Now you’re ready to develop some Node.js code to execute on your local system to illustrate communicating with Azure Search. Node.js makes it easy to insert and query data in Azure Search. Assume you have an Azure Search URL of terkaly.search.windows.net. You’d get this from the Azure Management Portal. You’ll also need your API-KEY, which for this example is B7D12B8CA3D018EC09C754F95CA552D2.

There’s more than one way to develop Node.js applications on your local computer. If you love the debugger in Visual Studio, then you’ll want to use the Node.js Tools for Visual Studio plug-in (nodejstools.codeplex.com). If you like the command line, check out Nodejs.org.

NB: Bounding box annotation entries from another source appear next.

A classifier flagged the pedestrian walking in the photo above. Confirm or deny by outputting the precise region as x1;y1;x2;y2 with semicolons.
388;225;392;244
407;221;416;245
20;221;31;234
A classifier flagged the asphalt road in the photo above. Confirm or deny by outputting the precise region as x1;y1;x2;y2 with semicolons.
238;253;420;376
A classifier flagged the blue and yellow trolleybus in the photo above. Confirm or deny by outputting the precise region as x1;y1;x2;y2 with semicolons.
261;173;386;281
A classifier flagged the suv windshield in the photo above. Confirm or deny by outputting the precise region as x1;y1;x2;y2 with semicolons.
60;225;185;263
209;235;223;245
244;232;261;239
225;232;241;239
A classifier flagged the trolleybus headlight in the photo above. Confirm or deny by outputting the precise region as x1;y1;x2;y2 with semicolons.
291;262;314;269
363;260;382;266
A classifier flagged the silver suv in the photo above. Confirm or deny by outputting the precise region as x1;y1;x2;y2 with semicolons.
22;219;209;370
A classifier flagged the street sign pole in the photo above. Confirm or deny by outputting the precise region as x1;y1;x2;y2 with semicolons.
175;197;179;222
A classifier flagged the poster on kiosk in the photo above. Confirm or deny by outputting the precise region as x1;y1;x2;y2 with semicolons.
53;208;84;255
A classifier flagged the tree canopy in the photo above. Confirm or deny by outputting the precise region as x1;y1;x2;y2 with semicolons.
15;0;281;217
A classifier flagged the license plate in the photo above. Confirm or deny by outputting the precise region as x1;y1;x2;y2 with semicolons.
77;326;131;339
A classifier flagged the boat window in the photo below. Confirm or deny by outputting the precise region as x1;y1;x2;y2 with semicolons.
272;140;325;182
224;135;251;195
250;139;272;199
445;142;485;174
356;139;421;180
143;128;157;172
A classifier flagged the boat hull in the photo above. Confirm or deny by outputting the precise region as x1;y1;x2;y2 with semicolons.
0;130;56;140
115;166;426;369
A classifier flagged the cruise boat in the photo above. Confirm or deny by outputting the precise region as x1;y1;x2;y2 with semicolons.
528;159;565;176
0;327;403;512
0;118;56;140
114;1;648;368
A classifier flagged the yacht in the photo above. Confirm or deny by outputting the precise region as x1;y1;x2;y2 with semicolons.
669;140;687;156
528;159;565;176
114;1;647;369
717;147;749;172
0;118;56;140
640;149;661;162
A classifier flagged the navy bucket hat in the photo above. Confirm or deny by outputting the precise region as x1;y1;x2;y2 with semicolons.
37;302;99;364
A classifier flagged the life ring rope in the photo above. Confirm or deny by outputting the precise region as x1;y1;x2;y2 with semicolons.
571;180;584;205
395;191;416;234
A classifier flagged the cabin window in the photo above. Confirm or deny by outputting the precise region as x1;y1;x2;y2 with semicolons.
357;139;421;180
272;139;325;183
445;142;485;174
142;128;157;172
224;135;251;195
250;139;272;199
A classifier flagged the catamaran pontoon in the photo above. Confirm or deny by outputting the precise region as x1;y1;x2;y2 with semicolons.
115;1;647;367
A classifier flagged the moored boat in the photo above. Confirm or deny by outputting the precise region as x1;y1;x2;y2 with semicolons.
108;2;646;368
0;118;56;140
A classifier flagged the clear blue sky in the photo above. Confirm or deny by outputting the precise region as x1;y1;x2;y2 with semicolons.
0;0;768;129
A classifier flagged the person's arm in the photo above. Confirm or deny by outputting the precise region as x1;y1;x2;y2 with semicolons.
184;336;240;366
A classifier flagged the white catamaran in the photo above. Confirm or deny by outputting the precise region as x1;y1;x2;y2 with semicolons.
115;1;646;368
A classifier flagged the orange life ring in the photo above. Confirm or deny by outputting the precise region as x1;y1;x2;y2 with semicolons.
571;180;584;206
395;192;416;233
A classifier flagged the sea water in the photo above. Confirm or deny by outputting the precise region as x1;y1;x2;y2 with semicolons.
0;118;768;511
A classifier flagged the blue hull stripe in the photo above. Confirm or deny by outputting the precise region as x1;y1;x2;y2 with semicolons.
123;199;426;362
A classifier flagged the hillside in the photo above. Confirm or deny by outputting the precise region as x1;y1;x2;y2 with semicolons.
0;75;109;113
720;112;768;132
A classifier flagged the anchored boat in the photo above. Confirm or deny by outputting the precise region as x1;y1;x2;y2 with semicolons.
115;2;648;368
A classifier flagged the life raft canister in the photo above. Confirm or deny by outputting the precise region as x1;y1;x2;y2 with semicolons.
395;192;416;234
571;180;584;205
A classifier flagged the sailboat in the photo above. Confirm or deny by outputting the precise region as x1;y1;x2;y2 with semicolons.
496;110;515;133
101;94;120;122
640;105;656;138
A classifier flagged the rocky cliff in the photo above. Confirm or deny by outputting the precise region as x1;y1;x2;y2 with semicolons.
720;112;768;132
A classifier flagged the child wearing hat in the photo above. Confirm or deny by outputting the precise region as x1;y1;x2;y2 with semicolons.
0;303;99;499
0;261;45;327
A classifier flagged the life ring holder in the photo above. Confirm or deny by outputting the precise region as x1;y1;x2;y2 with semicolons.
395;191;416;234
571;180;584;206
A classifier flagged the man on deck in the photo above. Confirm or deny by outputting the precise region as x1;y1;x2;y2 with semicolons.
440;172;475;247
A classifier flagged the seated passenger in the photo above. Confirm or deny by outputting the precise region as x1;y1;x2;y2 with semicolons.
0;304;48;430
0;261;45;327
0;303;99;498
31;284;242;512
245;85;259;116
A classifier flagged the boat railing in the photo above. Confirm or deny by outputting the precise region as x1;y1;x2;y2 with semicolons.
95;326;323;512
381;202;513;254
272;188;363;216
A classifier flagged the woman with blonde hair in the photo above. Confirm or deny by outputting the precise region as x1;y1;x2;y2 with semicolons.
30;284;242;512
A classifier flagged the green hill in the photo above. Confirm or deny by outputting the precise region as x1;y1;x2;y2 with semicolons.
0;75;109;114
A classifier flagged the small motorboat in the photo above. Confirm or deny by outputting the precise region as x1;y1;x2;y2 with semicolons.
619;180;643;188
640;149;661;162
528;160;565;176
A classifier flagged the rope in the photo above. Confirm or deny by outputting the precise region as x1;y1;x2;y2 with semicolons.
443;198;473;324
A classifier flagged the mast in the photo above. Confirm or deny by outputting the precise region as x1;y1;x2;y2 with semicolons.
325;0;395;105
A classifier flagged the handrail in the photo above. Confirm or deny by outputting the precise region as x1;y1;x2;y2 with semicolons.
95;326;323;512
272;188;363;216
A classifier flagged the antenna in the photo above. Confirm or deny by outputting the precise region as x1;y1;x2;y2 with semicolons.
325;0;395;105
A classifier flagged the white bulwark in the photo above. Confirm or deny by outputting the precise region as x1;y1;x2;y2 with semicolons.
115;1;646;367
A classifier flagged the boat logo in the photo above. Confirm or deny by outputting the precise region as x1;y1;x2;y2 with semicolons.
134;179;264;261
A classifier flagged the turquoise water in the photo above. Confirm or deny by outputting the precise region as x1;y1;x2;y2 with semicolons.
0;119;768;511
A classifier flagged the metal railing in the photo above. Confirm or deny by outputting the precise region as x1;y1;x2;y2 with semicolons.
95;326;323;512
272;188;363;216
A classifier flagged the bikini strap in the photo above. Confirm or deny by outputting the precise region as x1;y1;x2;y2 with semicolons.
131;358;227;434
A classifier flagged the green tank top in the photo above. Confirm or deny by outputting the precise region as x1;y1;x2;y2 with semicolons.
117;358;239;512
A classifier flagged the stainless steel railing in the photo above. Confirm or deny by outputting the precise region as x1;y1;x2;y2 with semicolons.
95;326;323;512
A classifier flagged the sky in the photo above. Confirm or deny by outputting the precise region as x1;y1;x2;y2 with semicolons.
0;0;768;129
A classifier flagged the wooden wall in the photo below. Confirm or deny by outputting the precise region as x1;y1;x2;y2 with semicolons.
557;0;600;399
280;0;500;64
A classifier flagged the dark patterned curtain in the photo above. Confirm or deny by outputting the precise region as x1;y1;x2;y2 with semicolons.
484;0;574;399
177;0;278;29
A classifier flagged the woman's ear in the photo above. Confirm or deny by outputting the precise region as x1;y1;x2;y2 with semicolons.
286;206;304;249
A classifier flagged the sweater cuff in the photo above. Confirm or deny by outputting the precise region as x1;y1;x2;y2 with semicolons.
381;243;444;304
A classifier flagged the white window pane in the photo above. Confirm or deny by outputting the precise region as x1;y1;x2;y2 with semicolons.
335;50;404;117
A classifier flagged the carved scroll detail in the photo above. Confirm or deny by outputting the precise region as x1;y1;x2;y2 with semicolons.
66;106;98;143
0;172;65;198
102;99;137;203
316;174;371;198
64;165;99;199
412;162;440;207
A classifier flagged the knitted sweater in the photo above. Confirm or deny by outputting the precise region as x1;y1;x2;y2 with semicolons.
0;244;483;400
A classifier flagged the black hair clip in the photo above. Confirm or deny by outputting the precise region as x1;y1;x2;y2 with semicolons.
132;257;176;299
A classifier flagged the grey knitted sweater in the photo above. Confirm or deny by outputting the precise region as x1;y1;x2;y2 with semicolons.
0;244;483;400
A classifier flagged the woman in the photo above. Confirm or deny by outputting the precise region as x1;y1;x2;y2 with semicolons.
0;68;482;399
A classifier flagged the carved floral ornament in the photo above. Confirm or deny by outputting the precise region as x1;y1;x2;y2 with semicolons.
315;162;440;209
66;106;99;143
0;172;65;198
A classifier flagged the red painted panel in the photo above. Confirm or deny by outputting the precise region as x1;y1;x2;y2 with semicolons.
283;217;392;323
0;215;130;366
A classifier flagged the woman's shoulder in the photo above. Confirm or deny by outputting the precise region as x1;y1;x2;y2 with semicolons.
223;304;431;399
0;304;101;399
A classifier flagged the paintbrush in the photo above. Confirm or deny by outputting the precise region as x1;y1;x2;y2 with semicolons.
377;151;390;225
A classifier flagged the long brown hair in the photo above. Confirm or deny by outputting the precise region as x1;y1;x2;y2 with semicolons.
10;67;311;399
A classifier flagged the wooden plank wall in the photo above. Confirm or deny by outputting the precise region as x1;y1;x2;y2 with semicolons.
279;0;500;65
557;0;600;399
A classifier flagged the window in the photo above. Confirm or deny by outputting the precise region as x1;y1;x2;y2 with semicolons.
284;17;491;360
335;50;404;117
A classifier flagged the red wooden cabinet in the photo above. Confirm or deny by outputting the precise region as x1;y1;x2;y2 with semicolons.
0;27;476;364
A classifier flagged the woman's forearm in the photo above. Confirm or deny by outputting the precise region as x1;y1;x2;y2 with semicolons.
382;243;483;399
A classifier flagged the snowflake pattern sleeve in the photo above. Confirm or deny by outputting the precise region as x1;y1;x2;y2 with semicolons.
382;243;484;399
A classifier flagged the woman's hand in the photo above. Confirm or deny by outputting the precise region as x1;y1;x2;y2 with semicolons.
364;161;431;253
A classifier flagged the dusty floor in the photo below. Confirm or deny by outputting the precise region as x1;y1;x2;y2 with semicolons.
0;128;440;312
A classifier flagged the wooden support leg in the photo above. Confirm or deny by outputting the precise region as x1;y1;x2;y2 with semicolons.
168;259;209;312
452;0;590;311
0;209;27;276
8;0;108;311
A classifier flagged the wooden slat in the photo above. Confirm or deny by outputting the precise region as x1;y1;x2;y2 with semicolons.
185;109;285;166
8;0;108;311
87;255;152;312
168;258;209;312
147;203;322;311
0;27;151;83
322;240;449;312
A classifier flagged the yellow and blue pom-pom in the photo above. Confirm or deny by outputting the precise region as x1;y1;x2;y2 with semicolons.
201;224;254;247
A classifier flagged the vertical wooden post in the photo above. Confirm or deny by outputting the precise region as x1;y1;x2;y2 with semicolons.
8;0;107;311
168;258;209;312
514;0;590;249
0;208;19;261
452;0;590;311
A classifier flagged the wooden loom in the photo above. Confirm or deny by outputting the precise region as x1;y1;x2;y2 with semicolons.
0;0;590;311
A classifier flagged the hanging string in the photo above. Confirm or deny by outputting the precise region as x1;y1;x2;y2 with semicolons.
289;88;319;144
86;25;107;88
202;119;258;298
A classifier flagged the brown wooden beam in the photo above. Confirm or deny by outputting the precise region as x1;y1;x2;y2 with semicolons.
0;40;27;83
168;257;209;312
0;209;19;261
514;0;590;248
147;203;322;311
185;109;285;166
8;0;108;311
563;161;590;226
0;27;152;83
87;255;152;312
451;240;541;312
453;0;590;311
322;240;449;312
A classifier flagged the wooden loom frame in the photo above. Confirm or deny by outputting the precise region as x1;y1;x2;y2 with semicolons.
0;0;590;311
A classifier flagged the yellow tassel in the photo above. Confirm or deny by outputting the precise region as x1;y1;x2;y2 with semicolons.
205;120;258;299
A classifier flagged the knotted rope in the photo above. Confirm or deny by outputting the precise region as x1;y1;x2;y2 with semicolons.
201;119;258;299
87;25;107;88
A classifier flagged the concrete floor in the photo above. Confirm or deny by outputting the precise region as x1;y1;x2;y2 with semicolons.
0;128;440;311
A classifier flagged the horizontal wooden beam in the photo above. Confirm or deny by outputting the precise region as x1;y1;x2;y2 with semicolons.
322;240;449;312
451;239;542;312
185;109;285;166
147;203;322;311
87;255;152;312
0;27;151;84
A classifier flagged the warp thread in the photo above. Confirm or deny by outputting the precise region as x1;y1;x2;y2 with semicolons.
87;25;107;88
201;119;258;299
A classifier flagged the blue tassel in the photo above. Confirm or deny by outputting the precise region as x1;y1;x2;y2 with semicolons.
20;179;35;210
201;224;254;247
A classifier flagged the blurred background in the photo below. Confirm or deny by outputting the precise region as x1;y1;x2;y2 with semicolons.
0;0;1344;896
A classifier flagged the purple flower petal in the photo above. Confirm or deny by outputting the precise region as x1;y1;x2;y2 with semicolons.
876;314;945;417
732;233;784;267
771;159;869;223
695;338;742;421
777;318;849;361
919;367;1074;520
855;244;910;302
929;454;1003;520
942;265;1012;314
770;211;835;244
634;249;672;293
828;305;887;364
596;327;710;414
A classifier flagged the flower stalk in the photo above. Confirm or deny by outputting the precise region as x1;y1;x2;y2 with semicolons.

Once you install Node.js, it’s important to integrate the NPM. This lets you install Node.js applications available on the NPM registry. The core package used here is called request.

The code in Figure 3 is straightforward. It does the same thing as described in the tutorial at bit.ly/1Ilh6vB, the only difference being you’ve implemented this code and Node.js using the request package. The code covers some of the more general use cases, such as creating an index, inserting data and, of course, performing queries. There are a number of callbacks here that define a schema, insert data and query data.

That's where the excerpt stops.